To do so, it is crucial to step back and consider how SWOT analysis can benefit your company for long-term sustainability.

What is SWOT?

According to “Strategic Management” (2012), SWOT is a framework for analyzing a company’s internal and external environment by determining the company’s strengths, weaknesses, opportunities, and threats (Dess, Lumpkin, Eisner, McNamara). These factors may alter or even derail a company’s strategy, and only when you can prepare for these factors can you adapt to change and be successful. Success realistically lies in resurgence from change, which is why marketers need to have a plan for building on strengths, working around weaknesses, taking advantage of opportunities, and protecting the company from threats.


Strengths are factors that a marketing team should focus on most and communicate across as many forms of media as possible, including social media channels. Owning how your company is different from other companies in the same industry gives you a competitive advantage.

Social media can help consumers interact with your brand and associate those strengths with it. Some companies just need a medium for consumers to interact and even participate in the evolution of a brand. This can be accomplished by inviting users to discussions, hosting contests or sweepstakes, and even developing a crowdsourcing campaign to collect direct user feedback in a participatory arrangement. These tactics will mostly generate positive opinions about the brand and help develop a sustainable brand name that can survive through change.


Company weaknesses are problems/limitations that require special attention to solve. They can even be motivators to find new, unique ways to sell or communicate value. Brands that recognize weaknesses but strategize to portray them as positive aspects will convince consumers that they are not victimized by their confines.

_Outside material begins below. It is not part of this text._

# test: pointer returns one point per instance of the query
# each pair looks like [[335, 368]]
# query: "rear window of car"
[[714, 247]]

For example, a retailer with limited ability to develop new, non-traditional products can choose to position themselves in a positive light by taking a public stand that they are “sticking to what works best” and are confident that their product is just as reliable as ever. The competitive advantage here is classic style and dependability rather than unreliable trends.

By turning your limitations into positive qualities that you own as if they were your strengths, you send an important message that resonates with like-minded consumers.


Opportunities require marketers to forecast changes in a particular industry and have a unique strategy ready that will allow them to adapt. Opportunities can take many shapes and vary by industry. Think fads in fitness and diet, technological advances, popularity in pop culture, greater interest in environmentalism, and so on.

A marketing team that can not only recognize these trends but also shape their offering to coincide with them will achieve a competitive advantage that leads to success. Not preparing for the changing interests of your consumers will brand your company offerings as “outdated,” which is often nearly impossible to recover from. For this reason, strive to be an Apple, not a Dell.


Threats also take many forms and can revolve around larger global or political limitations. The goal of marketers must be, therefore, to protect the company from threats and prepare to change a strategy if it conflicts with future success.

Some demographic components that can threaten a company include rising or declining affluence, changes in ethnic composition, and greater disparities of income levels. Political threats to a company could include federally mandated work quality obligations like minimum wage adjustments or taxation shifts at local, state, and federal levels. Global threats include disconnected global economic conditions, unemployment ratios, changes in stock market valuations, and national distress like war, natural disasters, and so on. These are called threats because they are usually uncontrollable, but in no way the end-all of your company–if you can adapt.

If you were to brainstorm your company’s strengths, weaknesses, opportunities, and threats, how would it affect your marketing strategy?